If House Speaker Nancy Pelosi's legislation aimed at lowering drug prices is enacted, it would trigger a "nuclear winter" for the U.S. biopharmaceutical ecosystem, Stephen Ubl, president and CEO of the Pharmaceutical Research and Manufacturers of America, said last week.
PhRMA CEO Stephen Ubl
If the bill, the Lower Drug Costs Now Act (H.R. 3), becomes law, it would be "lights out" for small biotech companies, whose capital would dry up, Ubl told reporters during an Oct. 10 briefing at PhRMA's headquarters in Washington.
PhRMA estimated that drugmakers would lose $1 trillion over the next 10 years under Pelosi's bill.
"We see the Pelosi package as an innovation killer, as a job killer and ultimately a hope killer for American patients who are waiting for better treatments and cures," Ubl said.
He said PhRMA estimated that Pelosi's home state of California alone would lose 140,000 jobs if her bill was implemented.
Pelosi's legislation, unveiled Sept. 19, would allow the federal government to set a maximum price on at least 25 medicines and up to 250 that lack competition in the U.S., with Medicare beneficiaries paying no more than $2,000 out of pocket each year for their drugs.
A key part of the bill relies on the prices set by foreign nations to gauge what the U.S. would pay for its medicines — a provision that mirrors a pending proposal from the Trump administration.
Ubl said PhRMA also opposes a bipartisan bill adopted in July by the Senate Finance Committee.
The PhRMA chief said the industry was ready to work with lawmakers on both sides of the aisle on a "balanced package" to lower Americans' prescription drug costs and now supported "issues that have divided" the sector in the past, like the CREATES Act, which would ensure that manufacturers of generics could access the samples of brand-name medicines they need to complete their bioequivalence studies for U.S. approval.
Rep. Lloyd Doggett, D-Texas, chairman of the Ways and Means Health Subcommittee, said that for Ubl to describe Pelosi's bill as producing a nuclear winter "makes one wonder what cataclysmic term would be applied to genuinely comprehensive negotiation legislation."
House Speaker Nancy Pelosi
"This grim term better describes the fallout from monopoly prices which patients are suffering," Doggett said in an Oct. 10 statement.
Flawed talking points
In an Oct. 11 op-ed in Stat News, Peter Bach, director of the Drug Pricing Lab at Memorial Sloan Kettering Cancer Center in New York, said the talking points PhRMA has been distributing on Capitol Hill aimed at discrediting Pelosi's bill fail to note that many of the top selling prescription medicines in the U.S. are made by companies based overseas.
"The pharmaceutical industry is global and our overpaying for medications in the U.S. explains no more of New Jersey-based Merck's successes than it does of Takeda's, half a world away," Bach wrote.
CBO, CMS analysts project savings from Pelosi bill
Meanwhile, the Congressional Budget Office said H.R. 3 would save the Medicare program $345 billion between 2023 and 2029. Premiums for beneficiaries in the Medicare Part D prescription drug program would also be lower if the bill became law, the CBO said in a preliminary analysis reported on Oct. 11.
But the CBO also said the bill would result in a drop in drug industry revenues of up to $1 trillion over the next 10 years, possibly leading to a reduction of eight to 15 new drugs coming to market.
Democrats praised the analysis' projected savings, while Republicans' condemned the legislation's potential impact on new drugs.
"This initial analysis proves that H.R. 3 will effectively rein in the soaring cost of prescription drugs and level the playing field for American patients," said Reps. Frank Pallone, D-N.J., Richard Neal, D-Mass., and Bobby Scott, D-Va., the chairmen of the House Energy and Commerce, Ways and Means and Education and Labor Committees, respectively, said in an Oct. 11 statement.
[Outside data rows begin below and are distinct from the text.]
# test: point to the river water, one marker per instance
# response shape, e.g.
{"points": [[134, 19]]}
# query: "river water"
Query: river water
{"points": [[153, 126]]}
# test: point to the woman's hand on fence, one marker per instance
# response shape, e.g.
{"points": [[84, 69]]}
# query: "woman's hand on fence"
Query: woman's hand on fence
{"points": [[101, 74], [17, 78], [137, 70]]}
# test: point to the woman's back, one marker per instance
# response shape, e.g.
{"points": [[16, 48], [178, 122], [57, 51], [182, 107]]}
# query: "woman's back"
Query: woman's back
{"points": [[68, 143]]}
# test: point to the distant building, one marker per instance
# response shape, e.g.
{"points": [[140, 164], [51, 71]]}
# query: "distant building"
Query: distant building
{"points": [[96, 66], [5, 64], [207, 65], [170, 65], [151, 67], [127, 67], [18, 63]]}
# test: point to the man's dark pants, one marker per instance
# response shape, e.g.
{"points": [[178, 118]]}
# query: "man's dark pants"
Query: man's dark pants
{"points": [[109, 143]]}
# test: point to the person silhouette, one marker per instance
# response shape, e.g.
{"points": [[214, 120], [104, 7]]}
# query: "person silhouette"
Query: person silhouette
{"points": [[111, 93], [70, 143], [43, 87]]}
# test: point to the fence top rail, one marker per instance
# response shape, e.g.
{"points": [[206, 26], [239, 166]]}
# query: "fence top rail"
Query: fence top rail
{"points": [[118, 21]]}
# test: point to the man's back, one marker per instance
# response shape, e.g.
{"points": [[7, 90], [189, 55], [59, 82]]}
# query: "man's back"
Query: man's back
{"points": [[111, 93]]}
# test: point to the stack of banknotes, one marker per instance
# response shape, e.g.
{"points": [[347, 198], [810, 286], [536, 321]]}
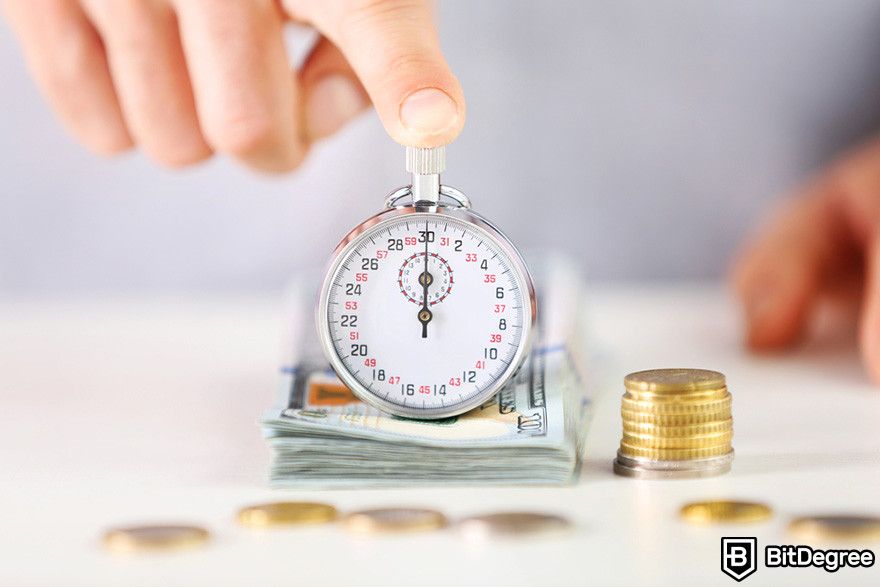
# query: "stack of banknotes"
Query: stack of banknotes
{"points": [[321, 435]]}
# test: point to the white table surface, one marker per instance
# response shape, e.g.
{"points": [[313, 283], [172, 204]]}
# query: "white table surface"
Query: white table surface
{"points": [[118, 411]]}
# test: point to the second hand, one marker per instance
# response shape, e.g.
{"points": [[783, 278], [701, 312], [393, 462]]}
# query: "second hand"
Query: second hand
{"points": [[426, 278]]}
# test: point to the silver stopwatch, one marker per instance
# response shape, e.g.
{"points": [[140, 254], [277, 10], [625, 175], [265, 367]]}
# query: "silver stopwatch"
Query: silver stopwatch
{"points": [[427, 309]]}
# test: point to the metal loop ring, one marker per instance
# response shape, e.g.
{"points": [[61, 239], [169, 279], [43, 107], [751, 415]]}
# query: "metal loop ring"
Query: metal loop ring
{"points": [[459, 200]]}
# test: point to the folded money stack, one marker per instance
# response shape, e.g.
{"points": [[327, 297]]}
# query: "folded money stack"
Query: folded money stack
{"points": [[322, 435]]}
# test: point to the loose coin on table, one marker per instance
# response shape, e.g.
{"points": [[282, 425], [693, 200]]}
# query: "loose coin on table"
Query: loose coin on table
{"points": [[286, 513], [155, 537], [677, 423], [392, 520], [513, 524], [836, 527], [725, 512]]}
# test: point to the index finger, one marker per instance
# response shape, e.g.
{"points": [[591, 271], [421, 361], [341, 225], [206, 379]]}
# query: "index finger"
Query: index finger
{"points": [[392, 46]]}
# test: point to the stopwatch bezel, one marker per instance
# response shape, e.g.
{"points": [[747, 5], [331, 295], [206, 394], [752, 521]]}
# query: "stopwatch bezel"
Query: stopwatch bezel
{"points": [[387, 216]]}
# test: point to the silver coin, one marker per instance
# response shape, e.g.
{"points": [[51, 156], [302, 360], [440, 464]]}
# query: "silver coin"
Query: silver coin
{"points": [[519, 524], [641, 468]]}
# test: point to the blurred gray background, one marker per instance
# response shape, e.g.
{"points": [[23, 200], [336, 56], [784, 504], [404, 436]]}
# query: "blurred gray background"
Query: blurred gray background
{"points": [[644, 137]]}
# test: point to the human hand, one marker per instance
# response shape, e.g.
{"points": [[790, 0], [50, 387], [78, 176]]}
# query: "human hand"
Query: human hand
{"points": [[824, 243], [182, 79]]}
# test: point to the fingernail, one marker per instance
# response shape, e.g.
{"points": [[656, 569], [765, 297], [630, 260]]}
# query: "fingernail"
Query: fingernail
{"points": [[429, 111], [333, 101]]}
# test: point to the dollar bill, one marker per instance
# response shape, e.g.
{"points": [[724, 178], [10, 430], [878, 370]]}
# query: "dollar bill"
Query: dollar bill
{"points": [[530, 432]]}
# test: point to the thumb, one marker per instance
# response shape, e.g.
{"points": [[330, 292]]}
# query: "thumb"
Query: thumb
{"points": [[393, 48]]}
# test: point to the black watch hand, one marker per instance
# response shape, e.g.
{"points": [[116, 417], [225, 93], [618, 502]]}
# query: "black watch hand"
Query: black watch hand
{"points": [[425, 278]]}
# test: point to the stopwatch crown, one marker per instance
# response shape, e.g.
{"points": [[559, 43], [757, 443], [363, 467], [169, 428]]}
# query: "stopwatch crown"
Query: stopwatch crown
{"points": [[422, 161]]}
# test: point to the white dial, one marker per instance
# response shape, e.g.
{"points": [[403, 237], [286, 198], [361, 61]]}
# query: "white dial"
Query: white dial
{"points": [[426, 314]]}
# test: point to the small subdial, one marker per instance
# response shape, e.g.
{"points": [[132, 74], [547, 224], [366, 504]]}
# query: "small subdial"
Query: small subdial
{"points": [[412, 276]]}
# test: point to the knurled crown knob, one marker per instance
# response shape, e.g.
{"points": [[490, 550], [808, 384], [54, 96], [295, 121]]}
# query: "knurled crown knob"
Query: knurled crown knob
{"points": [[421, 161]]}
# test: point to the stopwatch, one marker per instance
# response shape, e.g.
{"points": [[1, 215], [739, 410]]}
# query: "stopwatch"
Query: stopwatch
{"points": [[426, 309]]}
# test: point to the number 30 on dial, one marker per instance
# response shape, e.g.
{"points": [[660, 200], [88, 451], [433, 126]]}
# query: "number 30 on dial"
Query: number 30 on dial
{"points": [[426, 314]]}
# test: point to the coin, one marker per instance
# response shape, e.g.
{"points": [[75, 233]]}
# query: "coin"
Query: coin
{"points": [[725, 512], [713, 427], [695, 441], [674, 454], [674, 380], [513, 524], [638, 417], [386, 520], [673, 396], [642, 468], [678, 406], [836, 527], [155, 537], [286, 513]]}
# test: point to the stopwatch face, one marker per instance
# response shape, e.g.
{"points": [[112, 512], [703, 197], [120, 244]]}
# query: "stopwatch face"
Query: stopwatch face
{"points": [[426, 314]]}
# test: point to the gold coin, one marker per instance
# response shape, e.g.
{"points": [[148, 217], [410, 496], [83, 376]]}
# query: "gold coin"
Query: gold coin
{"points": [[158, 537], [673, 454], [701, 441], [286, 513], [679, 407], [831, 527], [674, 380], [513, 524], [725, 512], [671, 396], [386, 520], [632, 418], [686, 430]]}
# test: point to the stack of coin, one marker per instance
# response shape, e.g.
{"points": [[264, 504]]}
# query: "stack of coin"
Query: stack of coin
{"points": [[676, 424]]}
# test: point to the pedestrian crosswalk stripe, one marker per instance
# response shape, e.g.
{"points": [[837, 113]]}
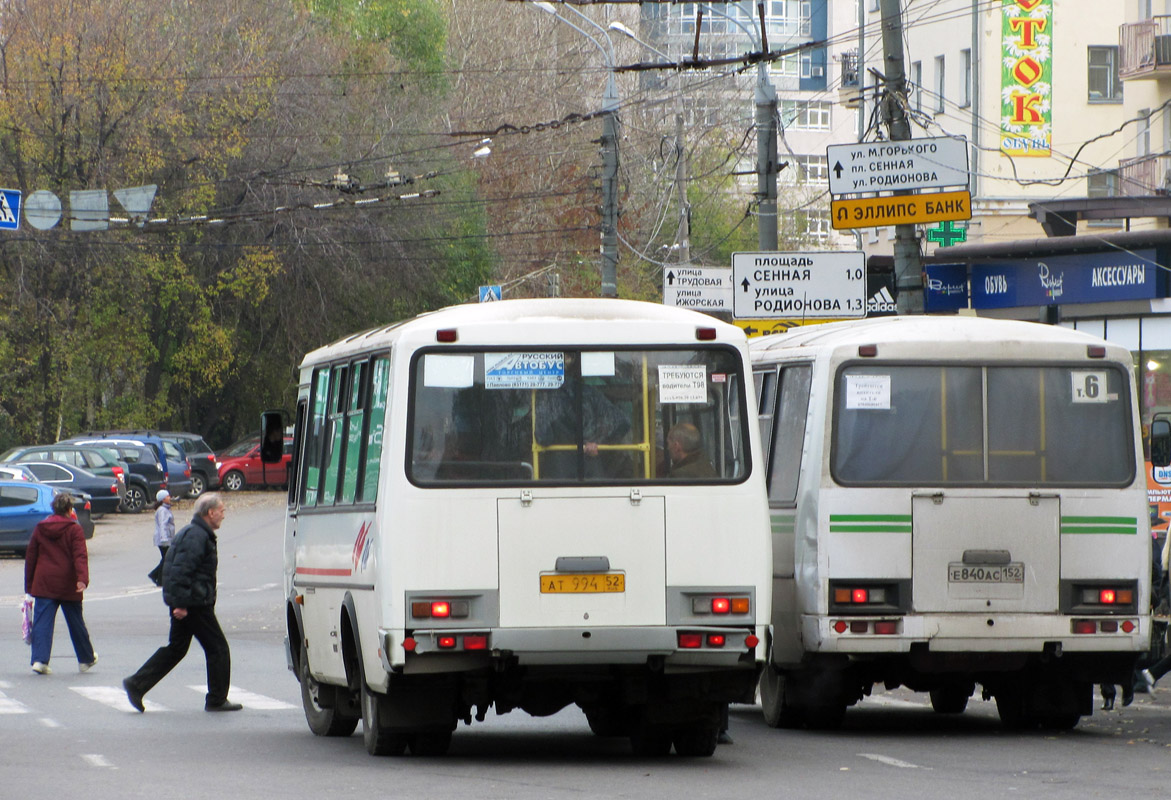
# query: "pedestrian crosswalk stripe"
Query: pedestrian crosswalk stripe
{"points": [[8, 705], [114, 697], [248, 699]]}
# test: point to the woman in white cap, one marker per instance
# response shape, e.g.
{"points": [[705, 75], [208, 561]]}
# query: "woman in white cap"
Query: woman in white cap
{"points": [[164, 532]]}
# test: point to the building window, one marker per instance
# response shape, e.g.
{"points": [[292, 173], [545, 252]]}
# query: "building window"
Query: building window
{"points": [[917, 83], [1104, 86], [1103, 183], [806, 116], [965, 89], [939, 83]]}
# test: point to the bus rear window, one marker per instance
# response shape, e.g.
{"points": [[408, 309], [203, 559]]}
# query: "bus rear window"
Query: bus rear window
{"points": [[983, 425], [576, 416]]}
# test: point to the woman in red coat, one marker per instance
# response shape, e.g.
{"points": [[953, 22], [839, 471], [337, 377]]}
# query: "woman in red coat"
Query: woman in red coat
{"points": [[56, 572]]}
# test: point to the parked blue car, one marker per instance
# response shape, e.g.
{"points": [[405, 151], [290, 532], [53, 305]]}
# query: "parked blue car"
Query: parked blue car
{"points": [[24, 504]]}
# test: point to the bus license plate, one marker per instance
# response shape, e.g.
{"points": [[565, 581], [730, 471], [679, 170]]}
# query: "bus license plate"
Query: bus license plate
{"points": [[986, 573], [582, 583]]}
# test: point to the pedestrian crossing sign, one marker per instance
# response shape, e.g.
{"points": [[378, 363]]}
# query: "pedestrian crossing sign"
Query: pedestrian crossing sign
{"points": [[9, 209]]}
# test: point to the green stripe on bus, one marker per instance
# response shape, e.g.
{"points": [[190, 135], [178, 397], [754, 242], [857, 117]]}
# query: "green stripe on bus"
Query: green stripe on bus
{"points": [[870, 528]]}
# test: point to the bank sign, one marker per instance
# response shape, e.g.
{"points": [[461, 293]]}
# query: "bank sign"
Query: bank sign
{"points": [[1059, 280]]}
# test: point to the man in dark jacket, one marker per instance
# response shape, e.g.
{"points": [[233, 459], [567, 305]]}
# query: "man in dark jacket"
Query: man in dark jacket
{"points": [[189, 590]]}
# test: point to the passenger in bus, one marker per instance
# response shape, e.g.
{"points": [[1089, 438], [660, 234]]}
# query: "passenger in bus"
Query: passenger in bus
{"points": [[685, 448]]}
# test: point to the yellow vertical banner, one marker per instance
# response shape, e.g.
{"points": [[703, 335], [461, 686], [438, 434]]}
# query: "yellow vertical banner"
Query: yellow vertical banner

Kevin Brady, R-Texas, ranking member on the House Ways and Means Committee, however, said House Republicans would reject the Pelosi bill and called on the speaker to come back to the table to work on bipartisan legislation.
Rep. Kevin Brady
Rep. Greg Walden, R-Ore., ranking member on the Energy and Commerce Committee, said the "rushed" CBO preliminary estimates provided a "less than a full picture" of the Pelosi bill.
But Pelosi noted that the Office of the Actuary for the Centers for Medicare and Medicaid Services found that her bill would save U.S. households $158 billion and private businesses $46 billion from 2020 to 2029.
Overall U.S. spending on health costs would drop by $481 billion over that 10-year period, the CMS analysts said.
"When we negotiate for fair drug prices, we put money back into the pockets of seniors and families, reduce insurance premiums and improve the personal and financial health of the American people," Pelosi said in an Oct. 11 statement.